On 2019-11-12 13:14, Yangfei (Felix) wrote:
>> -----Original Message-----
>> From: Yangfei (Felix)
>> Sent: Tuesday, November 12, 2019 8:03 PM
>> To: 'Andrew Dinn' <adinn at redhat.com>; Andrew Haley <aph at redhat.com>;
>> aarch64-port-dev at openjdk.java.net
>> Cc: hotspot-dev at openjdk.java.net
>> Subject: RE: [aarch64-port-dev ] RFR: aarch64: minor improvements of atomic
>> operations
>>
>>> -----Original Message-----
>>> From: Andrew Dinn [mailto:adinn at redhat.com]
>>> Sent: Tuesday, November 12, 2019 5:42 PM
>>> To: Andrew Haley <aph at redhat.com>; Yangfei (Felix)
>>> <felix.yang at huawei.com>; aarch64-port-dev at openjdk.java.net
>>> Cc: hotspot-dev at openjdk.java.net
>>> Subject: Re: [aarch64-port-dev ] RFR: aarch64: minor improvements of
>>> atomic operations
>>>
>>> On 12/11/2019 09:25, Andrew Haley wrote:
>>>> On 11/12/19 8:37 AM, Yangfei (Felix) wrote:
>>>>> This has been discussed somewhere before:
>>>>> https://patchwork.kernel.org/patch/3575821/
>>>>> Let's keep the current status for safe.
>>>> Yes.
>>>>
>>>> It's been interesting to see the progress of this patch. I don't
>>>> think it's the first time that someone has been tempted to change
>>>> this code to make it "more efficient".
>>>>
>>>> I wonder if we could perhaps add a comment to that code so that it
>>>> doesn't happen again. I'm not sure exactly what the patch should say
>>>> beyond "do not touch". Perhaps something along the lines of "Do not
>>>> touch this code unless you have at least Black Belt, 4th Dan in
>>>> memory ordering."  :-)
>>>>
>>>> More seriously, maybe simply "Note that memory_order_conservative
>>>> requires a full barrier after atomic stores. See
>>>> https://patchwork.kernel.org/patch/3575821/"

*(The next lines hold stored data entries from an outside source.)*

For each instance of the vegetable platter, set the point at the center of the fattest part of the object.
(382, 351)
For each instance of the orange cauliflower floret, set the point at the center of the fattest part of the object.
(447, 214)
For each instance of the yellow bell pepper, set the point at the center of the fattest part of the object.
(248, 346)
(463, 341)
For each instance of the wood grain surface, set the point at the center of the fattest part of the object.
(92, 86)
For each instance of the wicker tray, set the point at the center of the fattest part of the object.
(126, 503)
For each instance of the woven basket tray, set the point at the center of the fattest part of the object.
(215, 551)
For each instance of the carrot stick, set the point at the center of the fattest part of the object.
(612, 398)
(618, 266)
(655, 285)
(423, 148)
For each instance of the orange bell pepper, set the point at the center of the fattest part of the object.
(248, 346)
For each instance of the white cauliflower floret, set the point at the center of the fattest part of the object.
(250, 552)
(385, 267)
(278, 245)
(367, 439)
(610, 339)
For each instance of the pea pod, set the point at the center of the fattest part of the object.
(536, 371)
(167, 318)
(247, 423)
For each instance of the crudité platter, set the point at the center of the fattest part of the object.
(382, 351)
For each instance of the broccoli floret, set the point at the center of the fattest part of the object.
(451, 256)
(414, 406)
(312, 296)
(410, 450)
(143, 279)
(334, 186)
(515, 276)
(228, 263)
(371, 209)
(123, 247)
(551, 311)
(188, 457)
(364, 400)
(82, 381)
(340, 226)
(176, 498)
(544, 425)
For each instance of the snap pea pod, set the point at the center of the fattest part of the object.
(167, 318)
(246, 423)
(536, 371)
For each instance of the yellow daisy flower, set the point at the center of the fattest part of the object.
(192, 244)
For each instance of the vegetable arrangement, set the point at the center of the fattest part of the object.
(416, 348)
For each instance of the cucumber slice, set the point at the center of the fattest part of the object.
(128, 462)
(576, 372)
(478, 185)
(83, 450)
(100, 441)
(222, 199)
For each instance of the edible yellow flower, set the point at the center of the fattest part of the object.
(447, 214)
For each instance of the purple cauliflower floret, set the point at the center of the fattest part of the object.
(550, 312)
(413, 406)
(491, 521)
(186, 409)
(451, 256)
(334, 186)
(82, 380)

>>> Yes, that would be a help. It's particularly easy to get confused here
>>> because we happily omit the ordering of an stlr store wrt subsequent
>>> stores when the strl is implementing a Java volatile write or a Java cmpxchg.
>>>
>>> So, it might be worth adding a rider that implementing the full
>>> memory_order_conservative semantics is necessary because VM code
>>> relies on the strong ordering wrt writes that the cmpxchg is required to
>> provide.
>> I also suggest we implement these functions with inline assembly here.
>> For Atomic::PlatformXchg, we may issue two consecutive full memory barriers
>> with the current status.
>> I used GCC 7.3.0 to compile the following function:
>>
>> $ cat test.c
>> long foo(long add_value, long volatile* dest, long exchange_value) {
>>    long val = __sync_lock_test_and_set(dest, exchange_value);
>>
>>    __sync_synchronize();
>>
>>    return val;
>> }
>>
>> $ cat test.s
>>          .arch armv8-a
>>          .file   "test.c"
>>          .text
>>          .align  2
>>          .p2align 3,,7
>>          .global foo
>>          .type   foo, %function
>> foo:
>> .L2:
>>          ldxr    x0, [x1]
>>          stxr    w3, x2, [x1]
>>          cbnz    w3, .L2
>>          dmb     ish           < ========
>>          dmb     ish           < ========
>>          ret
>>          .size   foo, .-foo
>>          .ident  "GCC: (GNU) 7.3.0"
>>          .section        .note.GNU-stack,"", at progbits
> Also this is different from the following sequence (stxr instead of stlxr).
>
> 	<Access [A]>
>
> 	// atomic_op (B)
> 1:	ldxr	x0, [B]		// Exclusive load
> 	<op(B)>
> 	stlxr	w1, x0, [B]	// Exclusive store with release
> 	cbnz	w1, 1b
> 	dmb	ish		// Full barrier
>
> 	<Access [C]>
>
> I think the two-way memory barrier may not be ensured for this case.
>
> Felix